# Heeling with Distraction



## krandall (Jun 11, 2009)

Thought those of you who are working with your dogs in formal obedience would be interested in this exercise we've been doing in class and at home.

The idea is that you put all kinds of containers of food, smelly shoes and/or toys... whatever your dog finds distracting in the area where you will practice your heeling. Then you start heeling, KNOWING that the dog is going to take off to investigate all that interesting stuff. You just keep walking slowly, saying NOTHING and wait for them to either come back to you, or at least "check in" visually. At that point you tell them what a good dog they are. When they will heel at least a few steps with you, you reward.

When we first tried this in class, it probably took Kodi 2 minutes to give up on the containers and come back to me. I was told that some dogs in the class before mine took WAY longer than that!  BUT... when it was our turn to try it again, later in the class, Kodi took one glance at the containers and chose me instead. That pattern was true with ALL the dogs. EVERY ONE of them did much better on the second trial.

So now we are practicing it all over the place. He's gotten really good at it in class, (we even do recalls down through the middle of all the stuff) and in the house. Here is a video of us doing it on the driveway for the first time. (last week was WAY too hot to work out there!!!) Besides the food containers and shoes, I set up the offset figure 8 exercise from Rally (two food bowls with food in them, but covered with mesh so the dog can't get into the food, and two cones)


----------



## Regina (Mar 9, 2013)

Karen,...I am speechless!!! What a good dog he is!! What did you have as a reward treat filet mignon!!


----------



## LexiBoo (Nov 20, 2008)

Wow! Way to go, Kodi!


----------



## sandypaws (Aug 8, 2012)

Great stuff again K & K. What a good boy you are Kodi and oh so smart.:juggle:


----------



## krandall (Jun 11, 2009)

Regina said:


> Karen,...I am speechless!!! What a good dog he is!! What did you have as a reward treat filet mignon!!


It was just cheese.


----------



## Ruthiec (Jun 18, 2013)

Wow Karen that's amazing. I'm so impressed with how well trained Kodi is - and obviously loving every minute of it.

I love the way that Kodi is constantly looking at you. I'm a million miles off that with Charlie. He's great with loose lead walking most of the time but doesn't pay much attention to me. So can I shamelessly hijack another thread and ask for tips on this.

Thanks,


----------



## krandall (Jun 11, 2009)

Ruthiec said:


> Wow Karen that's amazing. I'm so impressed with how well trained Kodi is - and obviously loving every minute of it.
> 
> I love the way that Kodi is constantly looking at you. I'm a million miles off that with Charlie. He's great with loose lead walking most of the time but doesn't pay much attention to me. So can I shamelessly hijack another thread and ask for tips on this.
> 
> Thanks,


It really depends on what your goals are. For every day "pet" use, loose leash walking is all you'll ever need. "Heads up heeling" is for the obedience ring. It takes a LOT of concentration on the part of the dog, and it's not easy on them physically, either. I think that whole video is no more than 2 minutes, and that was all the formal heeling I did with him yesterday. Even at the Utility level, the dog isn't required to heel like this for more than a couple of minutes. For WCS Rally, the dog is in the ring longer, but there are breaks for other exercises (jumps, recalls, signals, etc.) in between sections of straight heeling. Also the criteria for heeling in Rally is looser, though I, personally, like Kodi to heel in rally the same way he does in the obedience ring.

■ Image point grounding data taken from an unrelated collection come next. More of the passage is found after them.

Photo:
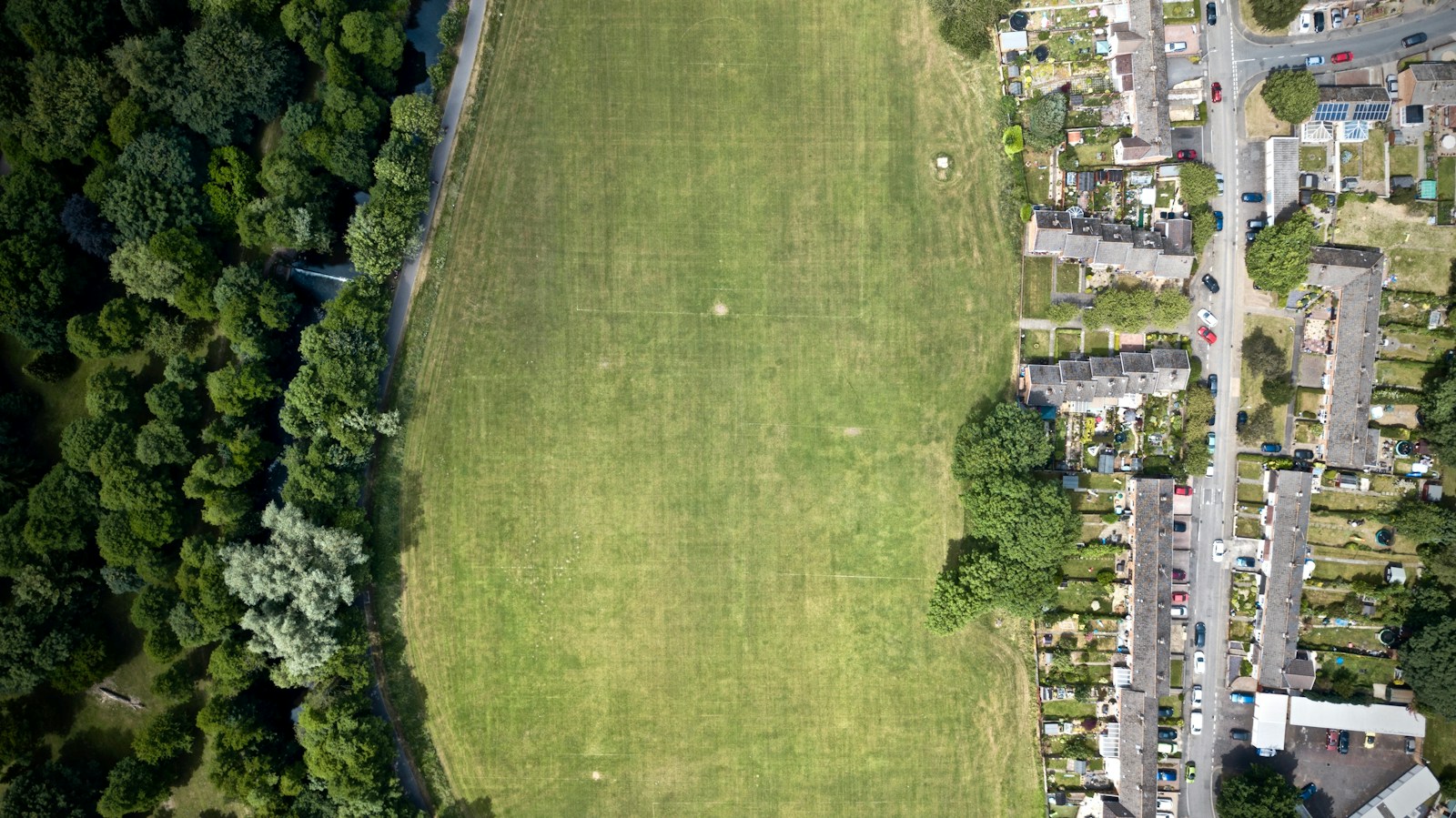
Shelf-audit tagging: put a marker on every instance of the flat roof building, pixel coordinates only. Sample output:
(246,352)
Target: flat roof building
(1356,277)
(1286,527)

Also, your guy is still very young. He has plenty of time to learn formal heeling. If he's consistently walking on a loose lead, you are doing GREAT!!! If you decide that you want to compete in rally or obedience, you really WILL need to find a good, positive based instructor to help you. It would really be hard to teach you to teach your dog to heel via the forum. There is a LOT to it. The dog needs to learn to stay in exactly the right position, all the time, regardless of which way you move or turn. Kodi is definitely still a work in progress!

There is one person, though, who offers online classes that are TERRIFIC!!! I've worked with her in person, have done one of her on-line courses and am signed up for another in August. Her name is Denise Fenzi:

http://www.fenzidogsportsacademy.com/

You can participate at different levels for different prices. At the top level, you send her videos of you working your dog, and she helps you improve things. The next level down, you can watch everyone's videos, and participate in a message board to ask questions, but you can't submit videos. The least expensive (which is what I do, since I have more experience, and also have experienced local help who have also worked with Denise) you have access to all her lectures, can watch all the video and read the message boards, but you can't participate in either the videos or message boards. You can still learn a TON this way, and it's much less expensive.


----------



## jabojenny (Sep 18, 2011)

*B-e-a-u-t-i-f-u-l!* I LOVE watching you and Kodi work. Great video! We do something like that in class, it's called Temptation Alley and we're either walking on loose leash or doing recalls through it, it's fun. Timmy is really good in class, but he's way more connected to me when we're there so it will be interesting to try and do this at home. I took the summer off from classes because my schedule is so erratic I would end up missing half the class, but I continue to work with him as much as I can, working inside is getting so old. I am so excited now that I have my fence set up and I'm determined to work on off leash healing, so much easier outside with more room. I need to get some cones. Today it seems to have finally cooled of so I'm bound and determined to get him outside later to do some work. I just got back from picking up DD from swim practice, the pool is set in an orchard and Timmy and I took a nice long walk through the trees and now he's tired and really dirty, but happy boy.


----------



## krandall (Jun 11, 2009)

jabojenny said:


> *B-e-a-u-t-i-f-u-l!* I LOVE watching you and Kodi work. Great video! We do something like that in class, it's called Temptation Alley and we're either walking on loose leash or doing recalls through it, it's fun. Timmy is really good in class, but he's way more connected to me when we're there so it will be interesting to try and do this at home. I took the summer off from classes because my schedule is so erratic I would end up missing half the class, but I continue to work with him as much as I can, working inside is getting so old. I am so excited now that I have my fence set up and I'm determined to work on off leash healing, so much easier outside with more room. I need to get some cones. Today it seems to have finally cooled of so I'm bound and determined to get him outside later to do some work. I just got back from picking up DD from swim practice, the pool is set in an orchard and Timmy and I took a nice long walk through the trees and now he's tired and really dirty, but happy boy.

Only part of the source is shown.